„In einer Welt, die überflutet wird von belanglosen Informationen, ist Klarheit Macht.“ 

- Yuval Noah Harari

Komplexitätsfalle Soziale Gerechtigkeit

Der Staat erhebt von seinen Bürgern Steuern und Abgaben nicht zum Selbstzweck, sondern er möchte damit Aufgaben finanzieren, die allen Menschen oder zumindest einem großen Teil zugute kommen. Ähnliche Überlegungen liegen der Kranken-, Renten-, Pflege- und Arbeitslosigkeitsversicherung zugrunde. Da mehr oder weniger alle Bürger einzahlen (müssen) und auf die eine oder andere Art Leistungen erhalten, erhalten werden oder erhalten könnten, sollte es bei der Bemessung der Beiträge gerecht zugehen. Aber was ist gerecht?

·        Beginn der Überlegungen: Da allen Bürgern die gleiche Leistung des Staates zusteht, wird von allen der gleiche Beitrag verlangt. Ist das gerecht? Offensichtlich nicht, weil nicht klar ist, woher zum Beispiel bei Kindern oder alten Menschen das Geld stammen sollte.
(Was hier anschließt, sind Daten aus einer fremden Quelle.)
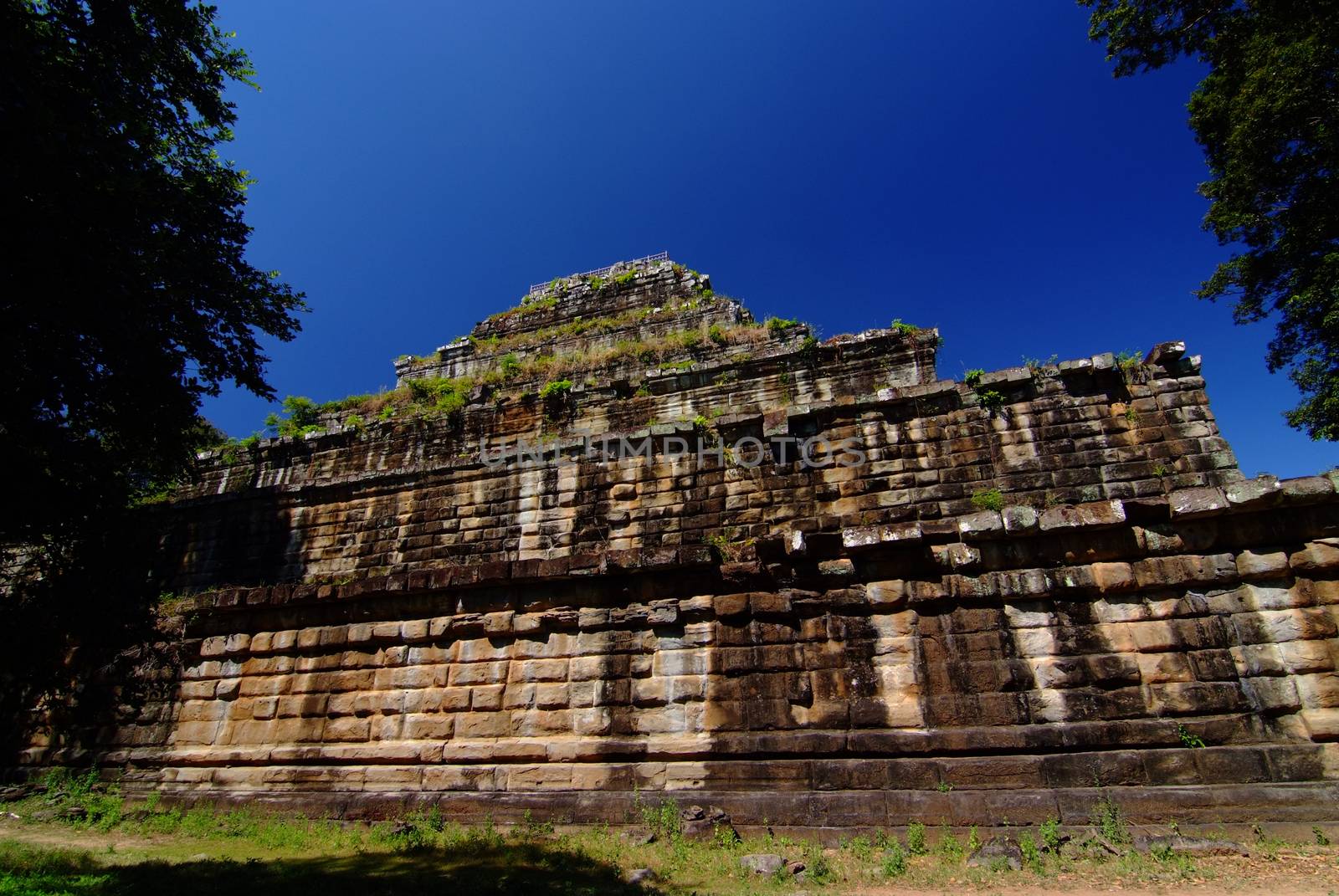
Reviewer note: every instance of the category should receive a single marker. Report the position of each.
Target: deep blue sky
(964, 165)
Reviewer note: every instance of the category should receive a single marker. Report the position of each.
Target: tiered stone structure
(1038, 584)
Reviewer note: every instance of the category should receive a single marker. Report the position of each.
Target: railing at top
(600, 272)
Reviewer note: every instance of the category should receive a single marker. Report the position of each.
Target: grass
(144, 847)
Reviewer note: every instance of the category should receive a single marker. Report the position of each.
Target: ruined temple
(627, 540)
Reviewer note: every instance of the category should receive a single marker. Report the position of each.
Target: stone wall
(385, 617)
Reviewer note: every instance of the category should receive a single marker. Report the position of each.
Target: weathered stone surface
(765, 863)
(997, 852)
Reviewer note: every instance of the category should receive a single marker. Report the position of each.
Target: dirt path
(1290, 872)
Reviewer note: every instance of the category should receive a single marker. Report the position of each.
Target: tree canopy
(1267, 117)
(126, 294)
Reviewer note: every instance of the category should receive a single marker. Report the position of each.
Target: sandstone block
(1316, 557)
(1198, 503)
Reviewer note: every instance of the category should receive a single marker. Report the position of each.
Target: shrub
(1111, 822)
(988, 499)
(1189, 740)
(1050, 832)
(895, 862)
(556, 389)
(300, 416)
(1031, 852)
(991, 401)
(948, 847)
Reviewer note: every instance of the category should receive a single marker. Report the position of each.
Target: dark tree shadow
(526, 868)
·        Fortsetzung 1: Es wird von allen ein Beitrag proportional zum Einkommen verlangt. Ist das gerecht? Offensichtlich nicht, weil es Reicheren leichter fällt, mit dem verbleibenden Geld auszukommen als Armen.

·        Fortsetzung 2: Die Abgaben werden progressiv steigend gemacht, es wird mit höherem Einkommen ein prozentual höherer Betrag eingefordert. Ist das gerecht? Manchmal nicht, weil es vorkommen kann, dass von einem höheren Einkommen auch höhere Ausgaben bestritten werden müssen.

·        Fortsetzung 3: Es werden Möglichkeiten geschaffen, bestimmte Tatbestände abgabenmindernd gelten zu machen, z.B. über Steuerfreibeträge.

·       

·        Fortsetzung 999: Ehegattensplitting, Kindergeld, Pendlerpauschale, unterschiedlich hohe Freibeträge, unterschiedliche Kappungsgrenzen in der Kranken- und Rentenversicherung, Sonderabschreibung Ost, Schiffsbeteiligungen, Eigenheimzulage, etc.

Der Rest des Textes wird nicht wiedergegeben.